28 July 2016

“Start-up cities” for refugees: a long-term solution to the migration crisis?


Much has been written about how to deal with the current refugee and migration crisis, but an actual comprehensive solution hasn’t been provided. According to some estimates, one year ago, there were around 60 million refugees in the world. In 2015, around one million of these 60 million entered Europe by sea, which already caused a massive political crisis. Even those who’re keen to allow more migration should realise that even tripling the numbers allowed in last year would only provide solace to a tiny part of those in need. There is a more structural and comprehensive solution however. It combines the idea of “start-up cities” with simple historical precedents: to create a new city, very similar to Hong Kong, to welcome refugees.

The example of Hong Kong

What was Hong Kong other than a city governed by Western officials and populated largely by refugees from Maoist China? If it was possible for the British to provide a safe home for millions of people on the run in much more challenging times, why wouldn’t it be possible for the whole of the developed world – not just Western countries – to give any refugee the most precious thing the developed world can offer them: the protection of the rule of law, which has propelled the US, Canada, Europe, Japan, and parts of East and Southeast Asia to the levels of wealth they enjoy today.

I propose to create what I call “free havens”, which really are newly created cities, governed by officials from countries with a high level of rule of law, and where any refugee could go to. This idea is very similar to the concept of “startup cities” or “private cities”, whereby cities would be created by private investors from scratch in a bid to create a much nicer place to live than in existing cities and to provide a more beneficial investment climate by offering a much stronger protection of property rights than elsewhere. A territory should be rented from a state, similar to how the British leased Hong Kong from China for 100 years, but this time a fair price should obviously be paid to the landlord.

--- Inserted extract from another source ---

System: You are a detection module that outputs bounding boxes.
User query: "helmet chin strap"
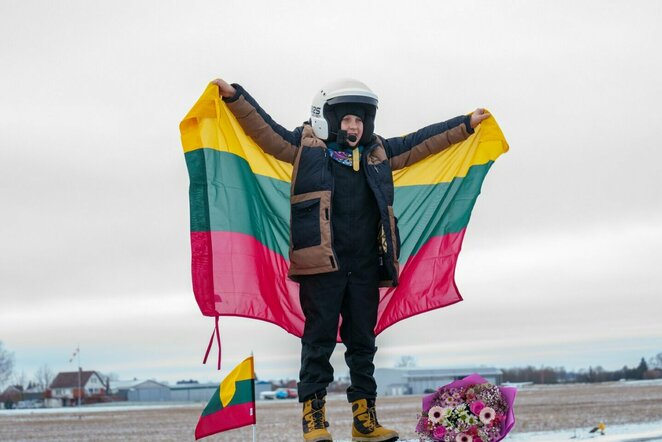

Where would this be located? It could be anywhere really where nobody lives, given that only around three percent of the world is urbanised. A similar proposal was made by Egyptian businessman Naguib Sawiris, one of the richest men in Africa, who has offered to buy an island off Italy or Greece in order to rehouse hundreds of thousands of refugees. He has identified 23 uninhabited islands which could buy to host refugees, but the Greek government wasn’t interested. Other alternatives would be to create it inside Syria or Libya after liberating an area from terrorist groups. Perhaps an offshore territory owned by Britain or France could be suitable, for example one of the two areas in Cyprus which currently host British military bases. If no state would agree, a more ambitious variety of the plan could be to locate these cities on newly created islands.

Politically unrealistic?

Does this proposal sound politically unrealistic? Less than one would think. A similar campaign to create a “refugee nation” was started by American entrepreneur Jason Buzi, and many other prominent people have endorsed the idea, including Bob Pleysier, who headed the Belgian government’s asylum department for a long time and knows the ins and outs of the problem. The more people realise this challenge can’t be dealt with by tampering in the margins, the more they are warming to the idea.

Both in Australia in 2013 and in Europe in 2016, the so-called “Australian solution” of border control was implemented when the pressure on the external border really became too massive.

This solution involves telling anyone who tries to enter illegally to await their asylum application in refugee shelters near the border or off-shore, so they no longer have a terrible incentive to risk their lives but still retain the right to apply for asylum.

In Australia, this effectively brought down the recorded number of people drowning in Australian waters to near-zero from at least 1000 in the 13 years before . To realise this, Australia created off-shore shelters in Papua New Guinea.

In March 2016, Europe’s politicians decided to try a whole new approach in Greece, in desperation to avoid another Summer of discontent, following a strong increase in the popularity of right wing populists across Europe. Since then, only five people would have died in trying to make it from Turkey to Greece, a sharp decrease from the 805 who died last year in Greek-Turkish waters. This coincided with a sharp 95% drop in asylum seekers arriving in Greece from Turkey.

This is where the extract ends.